Deux amis se chicanent lors de l’anniversaire de l’une d’entre elles dans Best Bitches Forever, où Carrie rencontre l’univers de Heathers, qui représente pourquoi on adore les soirées au festival de SPASM. Le côté humoristique est parfaitement dans le ton et surtout drôle. C’est visuellement travaillé et Leclair, une habituée du festival, a eu une excellente idée d’utiliser la bande dessinée pour certaines scènes d’action. Dans le contexte du Kino, c’était tout un exploit. On rêverait de voir la création de Leclair en moyen ou long-métrage.

Best Bitches Forever

Psychose nocturne de Louis-David Jutras

Une femme reçoit un appel du 911 aux petites heures de la nuit. La téléphoniste lui demande si elle a besoin d’aide et elle répond par la négative. Le même pattern se répète où elle s’entend elle-même demandant de l’aide cette fois. Son conjoint semble péter les plombs et veut la tuer. Une ambiance à glacer le sang s’installe tout le long du récit et le résultat donne froid dans le dos. Malgré un scénario mainte fois traité, Jutras, qui nous avait présenté l’excellent Le reflet l’an dernier, joue habilement avec les codes du genre. Vous devinerez sûrement la fin, mais vous serez tout de même envoûté par cet univers angoissant à souhait.

Un gorille dans le placard de Rémi Fréchette

Les festivaliers ont eu droit à un brillant hommage aux films noirs des années 40 et 50. Fréchette (Montréal Dead End), après quelques dizaines de courts à son arc, a su parfaire son art. Il nous arrive avec une oeuvre quasi parfaite. On ne peut qu’être renversé par le résultat: jeux d’ombrages, personnages clichés démesurés, doublage intentionnellement mauvais, tout y est pour la recette magique d’une merveilleuse pastiche. On a déjà hâte à la suite annoncée à la fin du générique.

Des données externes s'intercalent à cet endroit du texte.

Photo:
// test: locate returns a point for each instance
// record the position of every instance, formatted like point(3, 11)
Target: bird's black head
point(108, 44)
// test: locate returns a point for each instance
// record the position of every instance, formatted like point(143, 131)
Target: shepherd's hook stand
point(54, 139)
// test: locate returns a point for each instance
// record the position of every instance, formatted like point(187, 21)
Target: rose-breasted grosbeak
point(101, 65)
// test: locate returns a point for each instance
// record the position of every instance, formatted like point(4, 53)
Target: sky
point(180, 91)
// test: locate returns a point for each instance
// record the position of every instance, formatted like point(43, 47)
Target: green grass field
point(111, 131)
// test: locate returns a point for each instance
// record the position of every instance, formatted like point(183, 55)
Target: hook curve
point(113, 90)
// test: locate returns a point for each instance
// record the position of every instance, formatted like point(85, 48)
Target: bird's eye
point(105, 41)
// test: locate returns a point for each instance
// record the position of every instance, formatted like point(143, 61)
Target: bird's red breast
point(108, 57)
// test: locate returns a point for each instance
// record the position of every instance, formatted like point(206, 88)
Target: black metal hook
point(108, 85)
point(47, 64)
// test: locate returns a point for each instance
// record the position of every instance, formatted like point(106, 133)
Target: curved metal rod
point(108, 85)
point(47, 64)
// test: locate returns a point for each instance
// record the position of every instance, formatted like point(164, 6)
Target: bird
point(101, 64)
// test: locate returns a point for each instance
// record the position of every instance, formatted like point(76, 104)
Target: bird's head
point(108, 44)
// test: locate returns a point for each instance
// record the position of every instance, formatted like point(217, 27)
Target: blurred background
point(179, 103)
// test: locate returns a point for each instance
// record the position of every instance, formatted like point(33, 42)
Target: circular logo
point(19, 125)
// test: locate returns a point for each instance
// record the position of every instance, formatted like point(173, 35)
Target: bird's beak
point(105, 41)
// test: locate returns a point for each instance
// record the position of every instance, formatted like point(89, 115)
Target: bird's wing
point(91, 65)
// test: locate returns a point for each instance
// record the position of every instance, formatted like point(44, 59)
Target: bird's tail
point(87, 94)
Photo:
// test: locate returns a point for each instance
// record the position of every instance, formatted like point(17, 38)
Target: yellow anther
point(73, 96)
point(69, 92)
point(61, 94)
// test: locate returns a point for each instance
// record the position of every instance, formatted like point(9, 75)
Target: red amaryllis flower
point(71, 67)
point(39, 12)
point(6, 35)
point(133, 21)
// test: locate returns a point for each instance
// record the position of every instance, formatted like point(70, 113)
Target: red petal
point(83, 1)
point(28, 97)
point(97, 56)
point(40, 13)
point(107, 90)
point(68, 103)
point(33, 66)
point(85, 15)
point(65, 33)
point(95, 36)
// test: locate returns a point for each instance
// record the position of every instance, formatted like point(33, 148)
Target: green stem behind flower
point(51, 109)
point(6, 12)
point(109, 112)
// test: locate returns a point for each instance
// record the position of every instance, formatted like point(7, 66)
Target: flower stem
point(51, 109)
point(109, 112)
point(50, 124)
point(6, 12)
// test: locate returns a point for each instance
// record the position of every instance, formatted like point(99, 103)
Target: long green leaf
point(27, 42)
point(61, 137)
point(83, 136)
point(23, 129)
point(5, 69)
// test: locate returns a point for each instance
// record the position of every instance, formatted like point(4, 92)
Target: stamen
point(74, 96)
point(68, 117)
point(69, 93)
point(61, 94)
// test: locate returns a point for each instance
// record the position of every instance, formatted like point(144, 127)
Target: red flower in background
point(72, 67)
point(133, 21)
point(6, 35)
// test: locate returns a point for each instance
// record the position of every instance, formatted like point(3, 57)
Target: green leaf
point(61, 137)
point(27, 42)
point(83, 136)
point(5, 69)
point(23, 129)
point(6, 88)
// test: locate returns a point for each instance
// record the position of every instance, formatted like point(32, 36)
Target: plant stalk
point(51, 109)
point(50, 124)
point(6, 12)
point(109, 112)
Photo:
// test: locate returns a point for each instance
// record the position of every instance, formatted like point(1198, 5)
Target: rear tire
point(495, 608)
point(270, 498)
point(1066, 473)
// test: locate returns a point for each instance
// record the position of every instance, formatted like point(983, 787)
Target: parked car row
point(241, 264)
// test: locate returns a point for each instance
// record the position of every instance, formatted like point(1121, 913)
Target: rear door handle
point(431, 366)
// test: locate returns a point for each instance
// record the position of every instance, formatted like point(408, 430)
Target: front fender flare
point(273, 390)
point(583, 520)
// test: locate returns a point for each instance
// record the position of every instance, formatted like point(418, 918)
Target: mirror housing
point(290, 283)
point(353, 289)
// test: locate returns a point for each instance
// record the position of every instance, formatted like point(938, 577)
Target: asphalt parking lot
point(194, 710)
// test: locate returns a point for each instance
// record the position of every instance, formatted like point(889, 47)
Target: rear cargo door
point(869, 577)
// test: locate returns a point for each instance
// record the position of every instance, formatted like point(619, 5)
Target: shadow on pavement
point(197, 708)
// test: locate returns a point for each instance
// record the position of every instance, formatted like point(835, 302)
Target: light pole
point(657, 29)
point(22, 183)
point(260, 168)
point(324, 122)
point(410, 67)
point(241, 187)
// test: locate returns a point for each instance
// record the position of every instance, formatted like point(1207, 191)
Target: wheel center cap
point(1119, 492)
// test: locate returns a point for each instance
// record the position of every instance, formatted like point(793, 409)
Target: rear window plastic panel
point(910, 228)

Un gorille dans le placard

Instakiller d’Éric McCarty

Les influenceurs occupent de plus en plus de place dans notre société, à notre plus grand regret. On suit quatre d’entre eux lors d’un week-end dans un chalet offert gratuitement en échange de promo. Un mystérieux inconnu décide d’éliminer nos jeunes de l’internet un après l’autre. Ce sympathique petit slasher ne fait aucunement dans la subtilité pour passer son message. Les meurtres sont efficaces et les comédiens tirent bien leur épingle du jeu. On aurait simplement raccourci le discours moralisateur de notre tueur. Le résultat reste pleinement satisfaisant.

Poupée de Jimmy Genest Pettigrew

Un homme timide conçoit une poupée robotisée à l’image de sa voisine. Le réalisateur a décidé traiter de l’impact des technologies sur nos relations sociales de manière plutôt comique et coquine. Ce qui semble à première vue comme un court juvénile cache un constat pour le moins triste: l’humain est prêt à créer une poupée au lieu d’affronter sa peur du rejet. Poupée fait rire, rend mal à l’aise et fait étonnamment réfléchir.